Oficina Literária

Oficina Literária é uma disciplina do TEL ministrada pela professora Elizabeth Hazin

segunda-feira, 23 de março de 2009

Texto da Manuela

Nadadora

Comecei a nadar aos seis anos de idade, quando, depois de várias consultas a inúmeros médicos, a natação foi a solução encontrada por meu pai, para as minhas freqüentes crises asmáticas. Nós morávamos em uma pequena cidade praiana do estado do Rio de Janeiro chamada Araruama, localizada a pouca mais de 110 km da capital.

Meu pai era um humilde e simpático pescador, que conquistava qualquer um com quem conversasse. Me lembro que ele chegava sempre após o pôr-do-sol com sua canoa e a rede nas mãos. Eu o via pela janela lá de casa, que ficava em cima de um morro, de onde se tinha uma belíssima vista da praia, dos outros morros detrás do oceano e do céu. Eu sempre o esperava ansiosa. Havia sempre uma surpresa pra mim: podia ser um peixe de cores que eu jamais havia visto, ou algo que ele fingia ter pego no fundo do oceano (embora eu soubesse que havia pego na praia mesmo).

De longe, os presentes que eu mais gostava eram as águas-vivas. Eles as trazia em baldes e as colocava na minha mão, me ensinando como pegá-las sem que me queimasse. E quando me pegava admirando-as, dizia que eu deveria ser como elas, graciosas, encantantes, reservadas. Deveria, principalmente, ter o seu fôlego. Contava que, na verdade, elas eram seres terrestres, mas amantes da água o suficiente para passarem a maior parte do seu tempo dentro da água, indo de vez em quando para a areia respirar um pouco. Eu, pequena, acreditava em tudo o que aquele homem, pra mim tão sábio, dizia.
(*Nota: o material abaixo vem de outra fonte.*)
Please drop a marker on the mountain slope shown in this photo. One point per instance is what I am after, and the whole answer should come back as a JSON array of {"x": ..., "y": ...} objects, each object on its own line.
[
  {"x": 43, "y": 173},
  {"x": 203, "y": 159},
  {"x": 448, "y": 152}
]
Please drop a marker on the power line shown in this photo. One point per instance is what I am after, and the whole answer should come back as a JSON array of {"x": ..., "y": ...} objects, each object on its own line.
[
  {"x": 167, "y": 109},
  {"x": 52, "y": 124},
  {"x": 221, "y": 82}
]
Naquela época, eu quase não saía de casa devido aos meus problemas de saúde. Meu pai, porém, me trazia o oceano todos os dias depois do pôr-do-sol. Aquilo era suficiente pra me deixar com um desejo imenso de ir, eu mesma, atrás daqueles objetos, daqueles tesouros e animais que eu ganhava. Ficava horas imaginando como seria o mundo debaixo das águas verdes do mar que eu só conhecia pela minha janela.

Um belo dia, meu pai decidiu que eu deveria nadar. Dizia ele, seu coração lhe indicava que aquilo me curaria da asma. Convencemos, com muita insistência, minha mãe de me deixar ir pescar com meu pai. Ele não me permitia mentir para ela, mas essa era uma causa muito nobre e sabia que se disséssemos a verdade, nossos planos iriam por água abaixo. Foi então que, em seus braços, mergulhei meu corpo pela primeira vez no mar. Me lembro claramente de cada emoção sentida, do pulsar rápido do meu coração, da alegria, da empolgação e da falta de ar mais feliz que eu havia tido. Perder o fôlego era apenas mais uma entre as milhões de sensações que eu sentia. Era incrível imaginar que eu pudesse estar junto de todos os maravilhosos seres que meu pai me trazia. Podia tocá-los, queria vê-los, sentir seu cheiro. Nesse momento, eu passava a ser um deles. Finalmente havia me transformada na água-viva.